Page has made clear that growth remains a priority even as financial headwinds intensify. UNC Health is pursuing plans for a new children’s hospital in Apex, seeking approval for a new hospital in Asheville and expanding its presence across the Triangle. At the same time, Page is pushing for a more integrated regional model, grouping hospitals in eastern, central and western North Carolina to better share specialists, technology and resources.
“Our state is growing,” Page has said, emphasizing that expansion must reach rural communities as well as urban centers. That balance is becoming more difficult as health care providers brace for potential Medicaid cuts and uncertainty surrounding North Carolina’s recent Medicaid expansion. Page has warned that any rollback would place enormous strain on rural hospitals, many of which already operate on thin margins.
Compounding those challenges is a sharp downturn in research funding. As executive dean of the medical school, Page previously oversaw a significant rise in research grants, but recent federal cuts to the National Institutes of Health have forced the university to reassess staffing and funding commitments. Page has acknowledged that the past year has been stressful, with difficult decisions and an unclear outlook for some faculty positions.

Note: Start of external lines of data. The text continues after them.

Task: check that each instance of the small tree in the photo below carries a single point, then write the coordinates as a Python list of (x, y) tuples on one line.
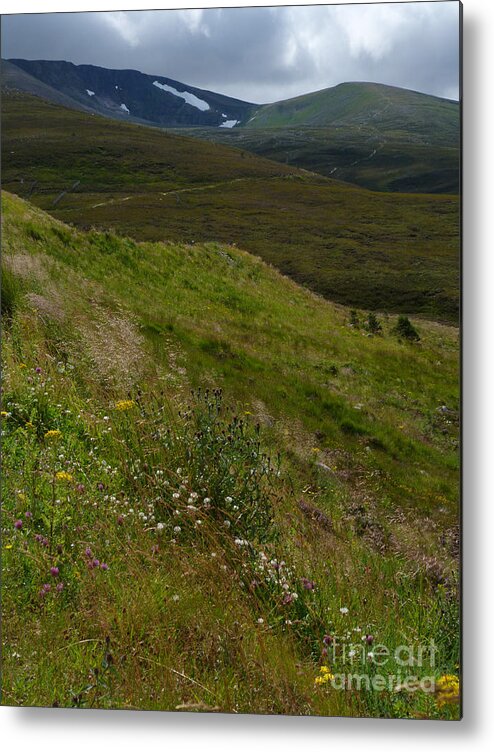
[(405, 329), (373, 324)]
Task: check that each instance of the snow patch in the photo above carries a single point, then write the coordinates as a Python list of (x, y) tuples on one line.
[(191, 99)]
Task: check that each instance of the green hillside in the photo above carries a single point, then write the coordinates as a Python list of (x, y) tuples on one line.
[(388, 109), (211, 477), (354, 154), (387, 252)]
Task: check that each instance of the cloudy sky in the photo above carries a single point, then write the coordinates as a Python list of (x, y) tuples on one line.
[(257, 54)]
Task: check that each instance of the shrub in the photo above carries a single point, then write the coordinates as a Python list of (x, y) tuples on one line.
[(373, 324), (405, 329)]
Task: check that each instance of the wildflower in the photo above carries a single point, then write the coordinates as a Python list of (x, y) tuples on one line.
[(447, 689), (123, 405), (62, 475), (324, 677), (53, 434)]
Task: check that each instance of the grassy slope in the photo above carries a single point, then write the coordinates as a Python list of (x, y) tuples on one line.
[(102, 316), (359, 155), (386, 252), (389, 109)]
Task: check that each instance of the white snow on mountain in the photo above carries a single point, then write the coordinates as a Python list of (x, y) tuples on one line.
[(191, 99)]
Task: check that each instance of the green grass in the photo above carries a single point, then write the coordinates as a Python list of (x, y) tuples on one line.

Those pressures, she says, are pushing UNC to diversify its funding sources and pursue more private partnerships, a shift that mirrors trends across academic medicine. “It’s a chance for us to rethink some things and refine ourselves,” Page has said, describing the moment as both disruptive and transformational.
One of the most visible tests of that approach is the proposed $3 billion N.C. Children’s Hospital, envisioned as the state’s first standalone pediatric hospital through a partnership between UNC Health and Duke Health. The project depends in part on state funding, which remains uncertain amid budget negotiations in the General Assembly.
Page has argued the hospital is essential, noting that families are still forced to seek advanced pediatric care out of state.
For Page, the coming years will test whether UNC Health can continue to grow while preserving access, research excellence and financial stability — a balancing act facing health systems nationwide, but one with especially high stakes in North Carolina.